Animal sociology as an interface between animal rights activists and animals

When a statement such as the following relates to the human-animal relationship, it is only logical to both:

1.) To respect non-humans in their own sociology instead of forcing them into biologistic frames.

2.) And that equally also an animal-human-relationship exists perspectively

3.) And last but not least, that even the overlap to the stratum of the ecosocial is also a reference in which animals in particular, but also humans, express and manifest social and psychological reference to „the co-living/co-life“ and coexistence.

Yet look for instance:

„The Sociological Study of Animals. Accepting that animals are conscious social actors suitable for sociological study, let us move on to how such work can actually be done. Examples have arisen from various theoretical traditions and have investigated a number of roles that different animals play in so-called human society (Stuart et al. 2013, 201–2). As shown above, most focus has been on pets strongly integrated into human social groups, but farm animals, zoo animals, and wild/semi-wild animals have also received attention. Through reaching unique and useful conclusions about the interconnected lives of animals and humans and the significance of animals to wider social systems, such work demonstrates that using sociological methods and concepts to study animals is not only possible, but potentially greatly beneficial to our understanding of society as a whole (Stuart et al. 2013, 218).“ From: Albert Ferkl: The Question of Non-Human Animals in Sociology, https://www.animalsandsociety.org/research/sloth/sloth-volume-4-no-1-winter-2018/question-non-human-animals-sociology/ [accessed 12.09.2023].

If animals are recognized here as conscious social actors, the question is, what exactly constitutes a negation of animals interacting with each other in socially meaningful ways? Presumably the notion that there can only be one, anthropogenic overall context that is supposed to make social interaction meaningful in the first place.

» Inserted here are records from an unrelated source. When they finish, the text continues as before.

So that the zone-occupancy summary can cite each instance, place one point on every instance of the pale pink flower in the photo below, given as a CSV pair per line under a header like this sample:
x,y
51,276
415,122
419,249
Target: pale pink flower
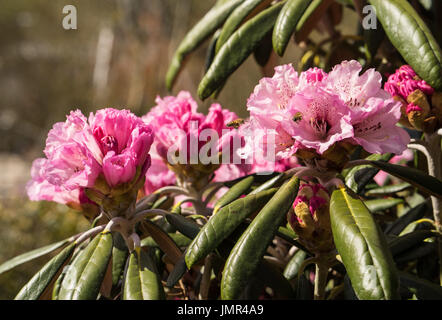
x,y
321,119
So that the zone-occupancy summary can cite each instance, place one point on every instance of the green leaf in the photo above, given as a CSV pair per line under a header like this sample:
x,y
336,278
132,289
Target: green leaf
x,y
414,176
294,265
358,177
391,189
377,205
186,226
251,246
412,38
142,281
234,193
363,248
200,32
425,249
423,289
86,273
31,255
223,223
42,282
413,214
286,23
165,242
235,20
239,46
119,257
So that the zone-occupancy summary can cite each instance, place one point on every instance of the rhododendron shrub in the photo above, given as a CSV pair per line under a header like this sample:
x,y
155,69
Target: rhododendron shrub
x,y
329,188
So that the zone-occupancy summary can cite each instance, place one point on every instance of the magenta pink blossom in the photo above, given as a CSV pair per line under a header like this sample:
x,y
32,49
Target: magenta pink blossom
x,y
316,110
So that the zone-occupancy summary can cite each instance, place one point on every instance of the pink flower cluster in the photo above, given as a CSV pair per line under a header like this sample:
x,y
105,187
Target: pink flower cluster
x,y
109,149
315,110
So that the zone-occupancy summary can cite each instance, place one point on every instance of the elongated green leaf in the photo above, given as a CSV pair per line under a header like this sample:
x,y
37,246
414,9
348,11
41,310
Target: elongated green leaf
x,y
179,239
358,177
31,255
363,248
119,257
423,289
85,275
413,214
142,281
412,38
239,46
223,223
269,184
293,267
249,249
42,281
425,249
377,205
235,20
404,243
413,176
286,23
200,32
394,188
234,193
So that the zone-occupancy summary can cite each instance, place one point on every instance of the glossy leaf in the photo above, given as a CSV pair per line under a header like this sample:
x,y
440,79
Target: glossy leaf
x,y
142,281
239,46
41,283
186,226
31,255
84,276
179,239
234,193
377,205
165,242
223,223
293,266
411,215
286,23
119,257
408,241
358,177
363,248
250,248
213,19
273,182
412,38
413,176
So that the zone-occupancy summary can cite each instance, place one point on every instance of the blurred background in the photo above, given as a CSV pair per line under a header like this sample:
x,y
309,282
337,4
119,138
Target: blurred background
x,y
118,57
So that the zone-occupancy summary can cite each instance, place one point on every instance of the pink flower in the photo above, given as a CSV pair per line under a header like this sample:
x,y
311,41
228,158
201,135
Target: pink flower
x,y
322,119
113,144
404,81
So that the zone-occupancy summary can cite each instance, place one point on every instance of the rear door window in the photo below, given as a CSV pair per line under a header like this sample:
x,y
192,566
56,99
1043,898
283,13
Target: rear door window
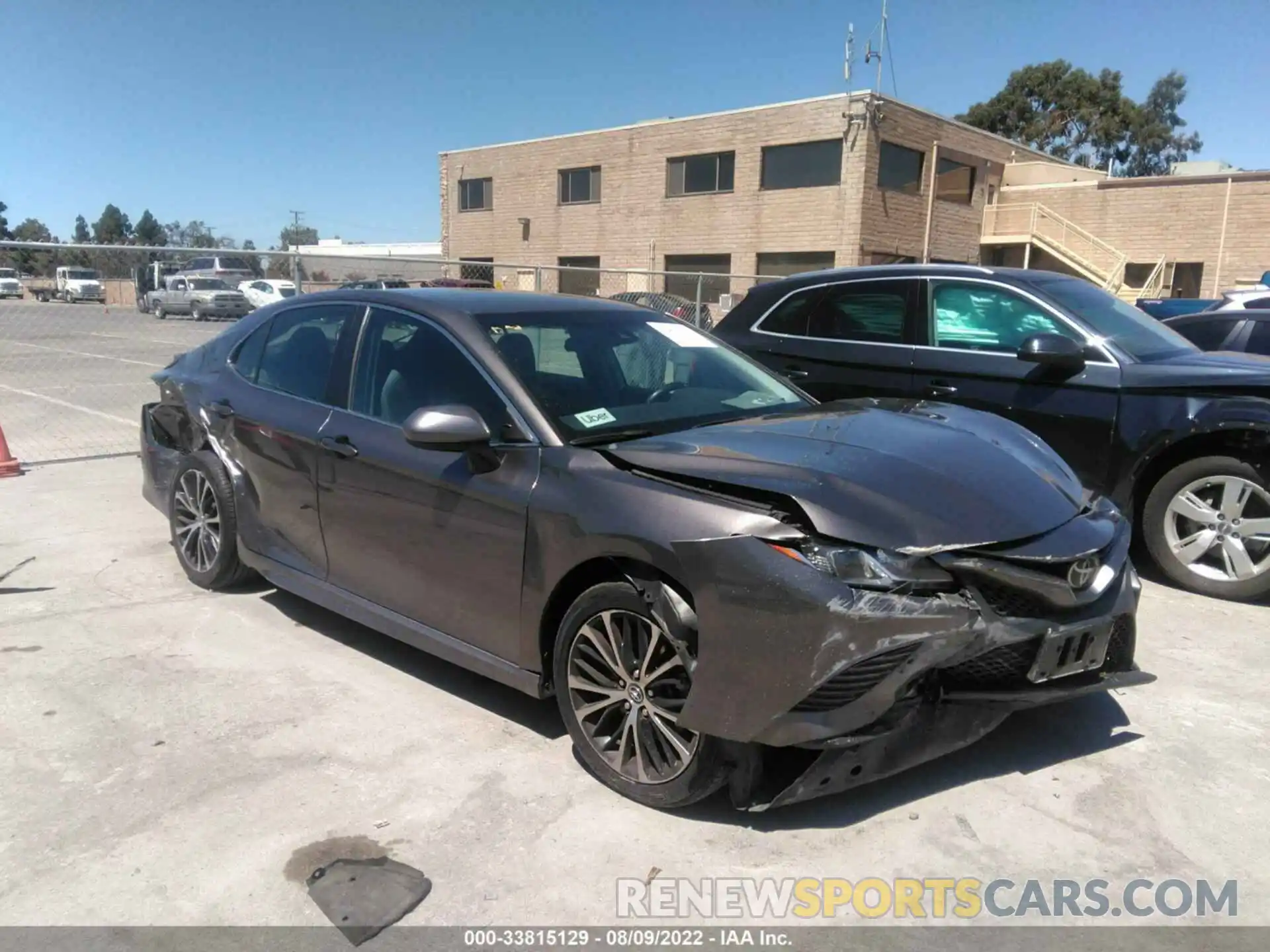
x,y
1206,334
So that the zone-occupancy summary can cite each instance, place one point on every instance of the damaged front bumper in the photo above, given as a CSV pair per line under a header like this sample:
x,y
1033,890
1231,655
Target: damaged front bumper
x,y
864,684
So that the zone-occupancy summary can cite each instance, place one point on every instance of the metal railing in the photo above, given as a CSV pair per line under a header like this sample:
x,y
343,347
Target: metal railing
x,y
1067,240
73,377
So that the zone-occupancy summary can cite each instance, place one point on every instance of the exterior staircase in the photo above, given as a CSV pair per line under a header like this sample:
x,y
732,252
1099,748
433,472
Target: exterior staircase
x,y
1034,226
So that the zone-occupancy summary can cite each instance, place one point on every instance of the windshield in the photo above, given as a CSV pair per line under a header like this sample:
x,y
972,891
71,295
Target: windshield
x,y
1133,332
600,372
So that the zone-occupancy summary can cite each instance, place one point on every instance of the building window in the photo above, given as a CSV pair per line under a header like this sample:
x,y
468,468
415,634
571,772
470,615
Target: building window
x,y
779,264
476,194
954,182
476,270
802,165
579,282
900,168
698,175
715,268
579,186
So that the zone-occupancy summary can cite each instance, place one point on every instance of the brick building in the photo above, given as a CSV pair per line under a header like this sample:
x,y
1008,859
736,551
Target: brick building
x,y
774,190
829,182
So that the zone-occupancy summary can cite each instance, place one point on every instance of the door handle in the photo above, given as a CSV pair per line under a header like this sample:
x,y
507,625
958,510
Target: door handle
x,y
339,446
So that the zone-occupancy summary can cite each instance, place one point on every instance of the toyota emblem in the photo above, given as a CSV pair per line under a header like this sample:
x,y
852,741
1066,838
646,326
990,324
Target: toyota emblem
x,y
1082,573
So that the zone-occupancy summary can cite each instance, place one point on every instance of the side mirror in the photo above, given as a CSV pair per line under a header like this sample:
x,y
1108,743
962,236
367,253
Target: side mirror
x,y
451,427
1053,350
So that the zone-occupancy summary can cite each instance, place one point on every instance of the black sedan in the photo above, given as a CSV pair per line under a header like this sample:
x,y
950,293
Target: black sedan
x,y
1176,437
587,499
1238,332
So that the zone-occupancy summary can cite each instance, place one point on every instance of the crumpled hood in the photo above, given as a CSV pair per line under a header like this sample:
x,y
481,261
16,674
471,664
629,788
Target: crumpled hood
x,y
894,474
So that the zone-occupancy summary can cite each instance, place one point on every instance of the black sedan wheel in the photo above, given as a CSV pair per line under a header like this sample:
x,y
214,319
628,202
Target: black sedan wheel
x,y
1206,524
620,686
204,528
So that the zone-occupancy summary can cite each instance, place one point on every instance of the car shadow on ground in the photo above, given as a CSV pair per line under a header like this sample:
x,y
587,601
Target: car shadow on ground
x,y
1028,742
539,716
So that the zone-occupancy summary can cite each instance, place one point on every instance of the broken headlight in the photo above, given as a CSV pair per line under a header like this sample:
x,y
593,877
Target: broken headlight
x,y
868,568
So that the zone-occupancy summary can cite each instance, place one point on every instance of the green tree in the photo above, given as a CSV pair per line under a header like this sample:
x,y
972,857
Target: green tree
x,y
1156,130
149,231
1082,118
30,260
295,235
113,227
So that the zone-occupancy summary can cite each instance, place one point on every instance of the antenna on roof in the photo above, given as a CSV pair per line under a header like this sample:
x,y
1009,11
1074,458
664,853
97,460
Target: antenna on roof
x,y
870,54
851,45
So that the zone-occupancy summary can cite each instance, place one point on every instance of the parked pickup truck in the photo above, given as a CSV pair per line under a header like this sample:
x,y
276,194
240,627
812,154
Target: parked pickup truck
x,y
9,284
198,298
71,285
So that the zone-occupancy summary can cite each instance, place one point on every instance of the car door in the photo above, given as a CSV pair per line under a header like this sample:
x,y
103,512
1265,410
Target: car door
x,y
427,534
969,354
269,413
843,339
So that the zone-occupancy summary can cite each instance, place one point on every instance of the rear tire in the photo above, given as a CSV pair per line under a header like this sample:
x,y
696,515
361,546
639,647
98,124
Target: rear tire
x,y
646,727
1197,487
202,524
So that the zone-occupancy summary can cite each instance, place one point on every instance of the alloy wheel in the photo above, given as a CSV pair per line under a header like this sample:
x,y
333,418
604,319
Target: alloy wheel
x,y
626,687
198,521
1220,528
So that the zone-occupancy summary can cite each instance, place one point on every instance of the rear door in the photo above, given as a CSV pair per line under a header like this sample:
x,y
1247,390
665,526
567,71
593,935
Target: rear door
x,y
271,408
845,339
968,354
426,532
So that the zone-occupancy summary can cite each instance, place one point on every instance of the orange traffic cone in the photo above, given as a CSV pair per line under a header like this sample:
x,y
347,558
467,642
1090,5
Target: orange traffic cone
x,y
8,465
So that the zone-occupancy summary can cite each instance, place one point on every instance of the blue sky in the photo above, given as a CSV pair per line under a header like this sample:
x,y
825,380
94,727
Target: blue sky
x,y
237,112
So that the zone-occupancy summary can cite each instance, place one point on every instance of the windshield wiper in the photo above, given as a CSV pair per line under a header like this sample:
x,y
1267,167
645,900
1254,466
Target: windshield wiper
x,y
589,440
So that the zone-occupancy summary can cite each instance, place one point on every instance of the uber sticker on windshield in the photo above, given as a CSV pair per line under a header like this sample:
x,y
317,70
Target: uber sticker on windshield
x,y
681,335
595,418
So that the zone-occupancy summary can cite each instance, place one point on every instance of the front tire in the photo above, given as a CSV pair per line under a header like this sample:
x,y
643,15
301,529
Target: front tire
x,y
202,522
1206,526
624,720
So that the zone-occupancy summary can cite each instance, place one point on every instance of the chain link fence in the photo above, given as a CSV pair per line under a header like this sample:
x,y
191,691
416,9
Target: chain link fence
x,y
80,335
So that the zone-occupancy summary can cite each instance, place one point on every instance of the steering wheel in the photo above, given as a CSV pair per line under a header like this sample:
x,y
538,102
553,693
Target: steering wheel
x,y
663,393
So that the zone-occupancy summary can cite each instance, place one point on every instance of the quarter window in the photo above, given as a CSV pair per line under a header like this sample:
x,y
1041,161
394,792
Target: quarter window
x,y
300,349
698,175
802,165
579,186
476,194
900,168
982,317
1259,342
405,365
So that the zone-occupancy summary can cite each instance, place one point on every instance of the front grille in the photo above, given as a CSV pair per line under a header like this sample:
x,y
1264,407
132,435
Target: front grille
x,y
857,681
1015,603
1003,666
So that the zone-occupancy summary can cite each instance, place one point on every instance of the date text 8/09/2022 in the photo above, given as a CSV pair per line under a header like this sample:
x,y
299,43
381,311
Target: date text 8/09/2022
x,y
624,937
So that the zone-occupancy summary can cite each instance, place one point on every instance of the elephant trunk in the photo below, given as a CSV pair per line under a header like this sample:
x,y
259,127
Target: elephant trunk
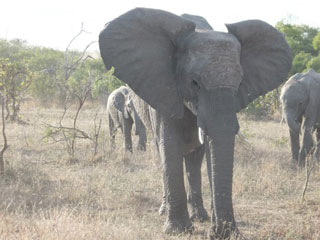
x,y
220,126
294,130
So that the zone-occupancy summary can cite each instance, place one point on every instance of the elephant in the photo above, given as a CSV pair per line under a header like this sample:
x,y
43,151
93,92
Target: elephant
x,y
300,100
122,113
195,81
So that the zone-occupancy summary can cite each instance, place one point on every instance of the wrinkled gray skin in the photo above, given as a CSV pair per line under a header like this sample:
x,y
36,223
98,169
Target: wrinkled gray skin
x,y
300,98
195,78
122,114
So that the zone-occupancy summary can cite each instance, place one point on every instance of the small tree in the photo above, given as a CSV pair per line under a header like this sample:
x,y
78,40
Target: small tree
x,y
76,85
5,144
15,78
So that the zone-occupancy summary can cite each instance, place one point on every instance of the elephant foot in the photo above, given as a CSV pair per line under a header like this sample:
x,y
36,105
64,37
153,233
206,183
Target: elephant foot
x,y
199,214
225,231
141,147
162,209
178,225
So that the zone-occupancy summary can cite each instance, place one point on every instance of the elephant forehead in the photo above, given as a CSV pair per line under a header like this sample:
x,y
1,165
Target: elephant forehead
x,y
215,57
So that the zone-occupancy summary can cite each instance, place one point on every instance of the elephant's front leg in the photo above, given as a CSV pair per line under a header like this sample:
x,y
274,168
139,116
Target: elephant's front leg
x,y
127,127
169,142
295,145
193,162
307,144
317,153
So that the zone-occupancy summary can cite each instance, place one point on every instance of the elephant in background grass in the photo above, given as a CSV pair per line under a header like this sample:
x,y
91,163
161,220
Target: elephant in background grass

Such perspectives seem restrictive and backward, but they are the normality.

And so, for example, contributors to participatory sites such as Wikipedia inconspicuously ignore the efforts of animal rights activists who advocate a recognition of animal sociology in the form of a decidedly non-biologistic approach to knowledge, as if even in the intersections between animal movements and their contents, and non-human animals, no sociological meaning of equal relevance to both sides could be discerned.

Mindsetwise the animal-machine-model is still cultivated here, only in biologizing formulations. The vehement commitment against speciesism and the constructive interest in the animal question of countless people is more or less silently faded out as childish sentimentality. In the matter of the mental attitude concerning animals, the majority of the people thus still hides behind similar points of view as the vivisector Descartes represented them. With and without enlightenment.